During the scene where McNulty plays Trouble with Beadie Russell's children, the song that can be heard playing in the background is "Rich Woman" by Alison Krauss and Robert Plant from their 2007 album Raising Sand.

"Body of an American" by The Pogues is heard during McNulty's staged "detective's wake", making it the third time the song was used in the course of the show's run. Also, "The Broad Majestic Shannon" can be heard echoing out of the bar in the scene after the "wake".

===Credits===

====Starring cast====
Although credited, Michael K. Williams and Isiah Whitlock, Jr. do not appear in this episode.

====Guest stars====

- Jim True-Frost as Roland "Prez" Pryzbylewski
- Peter Gerety as Judge Daniel Phelan
- Amy Ryan as Beatrice "Beadie" Russell
- Paul Ben-Victor as Spiros "Vondas" Vondopoulos
- Bill Raymond as The Greek
- Delaney Williams as Jay Landsman
- Marlyne Afflack as Nerese Campbell
- Steve Earle as Walon
- Ptolemy Slocum as Business Card Homeless Man
- Maria Broom as Marla Daniels
- David Costabile as Thomas Klebanow
- Sam Freed as James Whiting
- Anwan Glover as Slim Charles
- Hassan Johnson as Roland "Wee-Bey" Brice
- Method Man as Melvin "Cheese" Wagstaff
- Dion Graham as Rupert Bond
- Thomas J. McCarthy as Tim Phelps
- Robert Poletick as Steven Luxenberg
- Michael Willis as Andy Krawczyk
- Donald Neal as Jay Spry
- Kara Quick as Rebecca Corbett
- Brandon Young as Mike Fletcher
- William F. Zorzi as Bill Zorzi
- Al Brown as Stan Valchek
- Ed Norris as Ed Norris
- Michael Salconi as Michael Santangelo
- Brian Anthony Wilson as Vernon Holley
- Megan Anderson as Jen Carcetti
- Benay Berger as Amanda Reese
- Eisa Davis as Rae
- Tootsie Duvall as Assistant Principal Marcia Donnelly
- Wendy Grantham as Shardene Innes
- Bobby Brown as Bobby Brown
- Dennis Hill as Detective Christeson
- Doug Olear as Terrance "Fitz" Fitzhugh
- Rick Otto as Kenneth Dozerman
- Gregory L. Williams as Michael Crutchfield
- Thuliso Dingwall as Kenard
- Dave Ettlin as Dave Ettlin
- Edward Green as Spider
- Kwame Patterson as Monk Metcalf
- Stephen Schnetzer as Robert Ruby
- Carl Schoettler as Carl Schoettler
- William Joseph Brookes as Lawrence Butler
- Sho "Swordsman" Brown as Phil Boy
- Norris Davis as Vinson
- Reggie A. Green as Arabber
- Joey Odoms as Corner boy
- Troj.
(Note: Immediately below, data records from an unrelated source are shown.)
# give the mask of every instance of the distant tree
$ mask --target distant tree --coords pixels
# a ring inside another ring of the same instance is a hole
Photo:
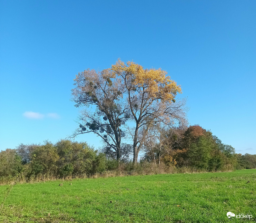
[[[16,147],[17,154],[21,157],[23,164],[28,163],[32,160],[31,156],[33,151],[39,144],[21,143]]]
[[[102,150],[102,152],[105,154],[108,159],[114,159],[116,157],[116,152],[112,149],[109,146],[105,146]],[[130,155],[133,152],[132,146],[130,144],[123,143],[121,145],[120,161],[126,162],[129,159]]]
[[[44,145],[37,146],[32,153],[30,175],[39,174],[56,176],[59,156],[51,142],[46,141]]]
[[[221,148],[221,151],[227,158],[230,158],[235,153],[235,150],[230,145],[223,144]]]
[[[21,158],[15,150],[0,152],[0,177],[15,177],[22,169]]]

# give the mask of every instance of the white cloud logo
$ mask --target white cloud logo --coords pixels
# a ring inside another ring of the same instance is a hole
[[[229,211],[227,213],[227,216],[228,216],[228,218],[230,218],[231,217],[234,217],[235,216],[235,215],[233,213]]]

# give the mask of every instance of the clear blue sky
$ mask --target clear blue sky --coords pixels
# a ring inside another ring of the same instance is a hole
[[[256,154],[256,12],[254,0],[0,1],[0,150],[71,135],[75,75],[120,58],[166,70],[190,124]]]

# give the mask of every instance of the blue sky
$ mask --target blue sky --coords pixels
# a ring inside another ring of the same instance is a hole
[[[0,150],[71,135],[75,75],[120,58],[166,70],[190,124],[256,154],[255,11],[254,0],[0,1]]]

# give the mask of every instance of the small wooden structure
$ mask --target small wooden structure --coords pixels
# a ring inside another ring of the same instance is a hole
[[[145,162],[147,160],[145,157],[141,157],[141,162]]]

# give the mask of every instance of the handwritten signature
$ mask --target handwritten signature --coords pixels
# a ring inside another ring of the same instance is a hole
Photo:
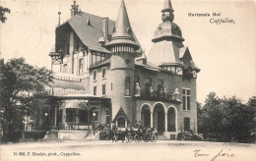
[[[210,156],[209,153],[203,153],[201,151],[201,149],[196,149],[194,152],[194,157],[208,157]],[[231,149],[228,149],[227,151],[224,151],[224,149],[222,149],[219,153],[217,153],[217,155],[214,155],[214,157],[211,159],[211,161],[215,161],[217,158],[221,158],[221,157],[235,157],[236,155],[231,152]]]

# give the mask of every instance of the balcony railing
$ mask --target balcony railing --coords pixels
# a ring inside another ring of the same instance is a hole
[[[59,131],[86,131],[92,130],[92,125],[86,123],[59,123]]]
[[[180,102],[179,99],[174,97],[172,93],[160,92],[158,90],[154,91],[141,91],[139,99],[153,100],[153,101],[167,101],[167,102]]]

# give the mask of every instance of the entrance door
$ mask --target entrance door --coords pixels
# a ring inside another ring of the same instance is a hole
[[[160,110],[158,112],[158,130],[160,133],[164,132],[164,111]]]
[[[119,118],[119,119],[117,120],[117,127],[119,127],[119,128],[125,128],[125,120],[124,120],[124,118]]]
[[[151,110],[148,105],[144,105],[142,107],[142,124],[144,128],[150,128],[151,127]]]
[[[158,103],[154,107],[153,126],[158,129],[159,133],[164,132],[164,107],[160,103]]]

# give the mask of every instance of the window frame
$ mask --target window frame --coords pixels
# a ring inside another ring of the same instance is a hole
[[[96,85],[94,86],[94,95],[96,95]]]
[[[185,92],[183,92],[183,91],[185,91]],[[189,91],[189,94],[188,94],[188,91]],[[189,97],[189,99],[188,99],[188,97]],[[183,111],[190,111],[191,110],[191,89],[190,88],[182,87],[182,101],[183,101],[182,102]]]
[[[191,129],[190,129],[190,118],[188,118],[188,117],[185,117],[184,119],[183,119],[183,126],[184,126],[184,131],[185,132],[189,132]],[[187,124],[188,123],[188,124]],[[188,128],[188,129],[187,129]]]
[[[94,70],[93,71],[94,81],[96,81],[96,75],[97,75],[97,71]]]
[[[103,76],[103,71],[104,71],[104,76]],[[101,68],[102,80],[105,80],[105,79],[106,79],[105,75],[106,75],[106,67],[103,67],[103,68]]]
[[[104,86],[104,88],[103,88],[103,86]],[[104,90],[103,90],[104,89]],[[102,84],[102,95],[105,95],[105,93],[106,93],[106,83],[103,83]],[[104,91],[104,92],[103,92]]]
[[[128,90],[128,94],[127,91]],[[130,77],[126,77],[125,78],[125,96],[131,96],[131,78]]]

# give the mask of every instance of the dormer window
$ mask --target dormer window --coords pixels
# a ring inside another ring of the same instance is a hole
[[[131,95],[130,86],[131,86],[131,79],[129,77],[126,77],[125,78],[125,96]]]
[[[96,80],[96,70],[94,71],[94,81]]]
[[[105,79],[105,72],[106,72],[106,68],[102,68],[101,69],[102,79]]]

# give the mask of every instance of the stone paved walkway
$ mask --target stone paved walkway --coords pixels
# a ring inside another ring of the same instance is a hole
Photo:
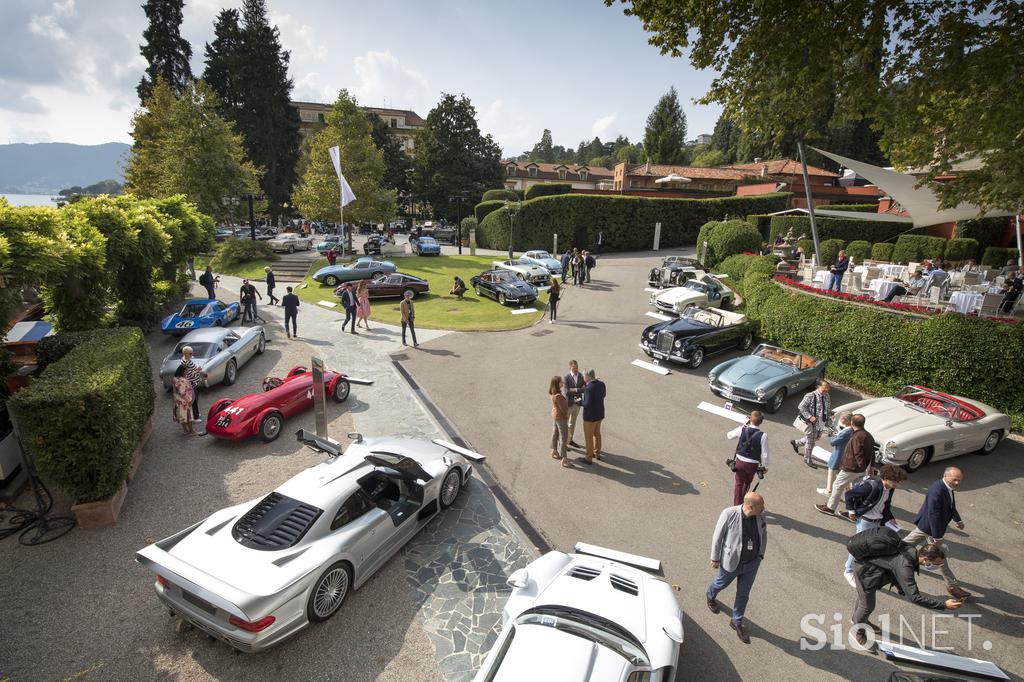
[[[227,291],[242,284],[237,278],[220,279]],[[280,307],[263,305],[259,312],[267,325],[283,324]],[[374,381],[373,386],[355,387],[349,398],[354,428],[365,435],[451,439],[454,434],[431,418],[391,361],[391,353],[397,351],[410,355],[431,351],[403,348],[400,328],[371,318],[369,332],[352,335],[341,331],[342,319],[334,310],[304,302],[298,331],[300,340],[322,355],[327,368]],[[417,334],[425,343],[451,333]],[[331,435],[344,440],[344,434]],[[451,682],[471,680],[497,637],[495,625],[510,591],[506,580],[535,558],[531,546],[477,478],[403,552],[408,583],[442,674]]]

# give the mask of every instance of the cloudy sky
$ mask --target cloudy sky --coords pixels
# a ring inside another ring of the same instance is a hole
[[[130,141],[144,69],[140,0],[0,0],[0,143]],[[182,34],[202,74],[213,19],[241,0],[186,0]],[[720,110],[692,99],[712,75],[662,56],[640,22],[601,0],[267,0],[291,51],[294,98],[333,101],[348,88],[368,105],[425,117],[441,92],[464,93],[506,154],[550,128],[556,144],[643,136],[670,86],[688,137]]]

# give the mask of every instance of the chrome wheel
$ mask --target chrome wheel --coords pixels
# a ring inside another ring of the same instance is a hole
[[[444,480],[441,481],[441,493],[440,502],[441,508],[447,509],[455,502],[455,499],[459,497],[459,491],[462,489],[462,476],[459,475],[458,469],[452,469],[444,476]]]

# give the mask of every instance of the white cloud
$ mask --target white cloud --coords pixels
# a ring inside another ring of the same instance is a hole
[[[358,83],[351,88],[364,106],[430,108],[430,85],[418,71],[403,66],[390,50],[371,50],[352,60]],[[421,114],[425,116],[425,114]]]

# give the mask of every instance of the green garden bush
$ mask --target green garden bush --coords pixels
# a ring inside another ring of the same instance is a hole
[[[988,247],[985,249],[985,255],[981,257],[981,264],[1002,267],[1008,260],[1017,260],[1017,249]]]
[[[855,240],[846,245],[846,255],[859,265],[871,257],[871,245],[863,240]]]
[[[785,348],[828,360],[828,376],[877,395],[906,384],[987,402],[1024,428],[1024,392],[1012,381],[1024,373],[1024,325],[956,313],[911,317],[783,288],[770,279],[768,258],[736,256],[723,269],[738,282],[743,312],[760,335]],[[950,351],[950,349],[969,349]]]
[[[892,242],[879,242],[878,244],[871,245],[871,260],[892,262],[893,249],[895,248],[896,245]]]
[[[663,249],[696,243],[700,225],[725,216],[770,213],[784,209],[788,194],[721,199],[650,199],[614,195],[561,195],[525,201],[515,217],[515,248],[545,249],[552,235],[560,245],[593,246],[604,233],[602,251],[650,249],[654,223],[662,223]],[[508,249],[508,211],[502,207],[480,221],[477,243],[488,249]]]
[[[942,259],[950,263],[962,263],[978,256],[978,240],[952,239],[946,241]]]
[[[902,222],[882,220],[858,220],[856,218],[826,218],[815,216],[818,225],[818,240],[862,240],[876,243],[894,240],[909,227]],[[793,228],[797,237],[811,237],[811,219],[806,215],[775,215],[771,218],[768,243],[773,244],[778,235],[785,235]]]
[[[526,187],[523,199],[529,201],[530,199],[539,199],[541,197],[567,195],[570,191],[572,191],[572,185],[568,182],[541,182]]]
[[[71,346],[68,348],[68,346]],[[105,500],[128,475],[153,415],[150,356],[134,328],[52,342],[63,352],[8,406],[40,472],[80,502]]]
[[[925,259],[934,260],[942,258],[942,253],[945,250],[946,241],[941,237],[902,235],[896,240],[892,261],[894,263],[909,263],[911,261],[920,262]]]
[[[473,208],[473,216],[476,218],[476,224],[483,222],[483,219],[487,217],[490,213],[494,213],[500,208],[505,208],[505,200],[495,200],[480,202]]]
[[[270,245],[259,240],[240,240],[230,238],[217,246],[217,252],[210,261],[213,269],[222,271],[232,265],[251,263],[254,260],[278,260],[280,256],[273,252]]]

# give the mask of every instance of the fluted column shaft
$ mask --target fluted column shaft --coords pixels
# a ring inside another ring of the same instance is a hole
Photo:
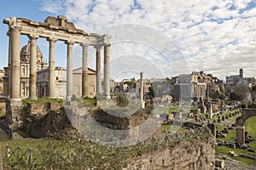
[[[10,98],[20,99],[20,31],[11,29],[11,74],[10,74]]]
[[[107,98],[110,97],[109,48],[110,48],[110,44],[104,46],[104,94]]]
[[[144,96],[144,86],[143,86],[143,72],[141,72],[141,92],[140,92],[140,98],[141,98],[141,102],[143,101],[143,96]]]
[[[9,55],[8,55],[8,86],[7,86],[7,97],[10,97],[10,89],[11,89],[11,62],[12,62],[12,54],[11,54],[11,34],[8,31],[7,35],[9,36]]]
[[[95,47],[96,50],[96,95],[102,94],[102,63],[101,63],[101,46]]]
[[[49,41],[49,98],[53,98],[55,97],[55,45],[56,40],[52,38],[48,38],[48,41]]]
[[[87,54],[88,54],[88,44],[81,43],[82,51],[82,97],[87,97],[89,92],[88,87],[88,63],[87,63]]]
[[[73,42],[66,42],[67,44],[67,99],[70,100],[73,95]]]
[[[37,99],[37,38],[30,35],[29,99]]]

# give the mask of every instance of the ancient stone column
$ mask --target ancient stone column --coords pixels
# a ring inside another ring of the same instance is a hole
[[[110,44],[104,46],[104,94],[110,99],[109,48]]]
[[[71,100],[73,95],[73,42],[66,42],[67,44],[67,99]]]
[[[29,35],[30,38],[30,73],[29,99],[37,99],[37,38],[36,35]]]
[[[10,97],[10,89],[11,89],[11,62],[12,62],[12,54],[11,54],[11,34],[10,31],[7,32],[7,36],[9,36],[9,55],[8,55],[8,86],[7,86],[7,97]]]
[[[144,101],[144,82],[143,82],[143,72],[140,73],[141,75],[141,91],[140,91],[140,99],[141,99],[141,105],[142,108],[145,108],[145,101]]]
[[[96,50],[96,95],[102,94],[102,65],[101,65],[101,49],[102,46],[95,46]]]
[[[236,125],[236,142],[241,144],[245,144],[245,128]]]
[[[89,92],[88,87],[88,67],[87,67],[87,51],[89,44],[81,43],[82,46],[82,97],[87,97]]]
[[[48,38],[49,41],[49,98],[55,97],[55,45],[56,39]],[[44,96],[45,97],[45,96]]]
[[[10,74],[10,99],[20,99],[20,31],[11,29],[11,74]]]

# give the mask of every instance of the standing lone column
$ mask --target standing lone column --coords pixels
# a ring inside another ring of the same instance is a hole
[[[71,100],[73,95],[73,42],[66,42],[67,44],[67,99]]]
[[[104,94],[108,99],[110,99],[109,48],[110,44],[104,46]]]
[[[141,105],[142,105],[142,108],[144,109],[145,108],[145,102],[144,102],[144,82],[143,82],[143,72],[140,73],[141,75],[141,94],[140,94],[140,98],[141,98]]]
[[[101,46],[95,47],[96,50],[96,95],[102,94],[102,65],[101,65]]]
[[[19,29],[11,29],[11,76],[10,76],[10,98],[20,99],[20,31]]]
[[[88,44],[81,43],[80,44],[83,48],[82,54],[82,97],[88,96],[88,67],[87,67],[87,51],[88,51]]]
[[[29,73],[29,99],[37,99],[37,38],[29,35],[30,38],[30,73]]]
[[[55,39],[48,38],[49,41],[49,98],[55,97]],[[44,96],[45,97],[45,96]]]
[[[9,54],[8,54],[8,86],[7,86],[7,97],[10,97],[10,89],[11,89],[11,82],[10,82],[10,77],[11,77],[11,62],[12,62],[12,54],[11,54],[11,34],[9,31],[7,32],[7,36],[9,37]]]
Marquis Strickland as Ricardo "Fat Face Rick" Hendrix
- Connor Aikin as Jack Russell
- Sophia Ayoud as Cary Russell
- Gary D'Addario as Gary DiPasquale
- Clinton "Shorty" Buise as Clinton "Shorty" Buise
- Alan V. Poulson as Developer
- Dionne Audain as Social Worker
- Chris Kies as Petey the drunk
- Stephen Kinigopoulos as Officer
- Jeff Wincott as Johnny Weaver
- Henry Carter as unknown
- Edward C. Lewis as unknown
- George Smith as unknown

====Uncredited appearances====

- David Simon as Baltimore Sun staff member
- Rebecca Corbett as Baltimore Sun staff member

==Reception==
Writers Ed Burns and David Simon were nominated for the Primetime Emmy Award in the category Outstanding Writing for a Drama Series for their work on the finale.

New York Times television critic Alessandra Stanley said the show "went out the way it came in" but that was to be expected. "The best and most dyspeptic police drama on television would never conclude with a triumph of good over evil", she wrote after the show's final broadcast.

The Baltimore Sun was less than thrilled with the finale. Critic David Zurawik wrote that the finale was just another example of how the final season of the show "lost its heart and its way." Zurawik praised the first four seasons but blasted the finale. "Simon so forces events in the improbable newspaper story line of an invented serial killer that he does serious damage to the credibility of the police drama," he wrote.

Writing in a retrospective for Collider, Jeremy Urquhart praised the finale. "The final sequence of The Wire's final episode finishes things on a particularly notable high, and is likely striking enough to make even the season's detractors feel moved."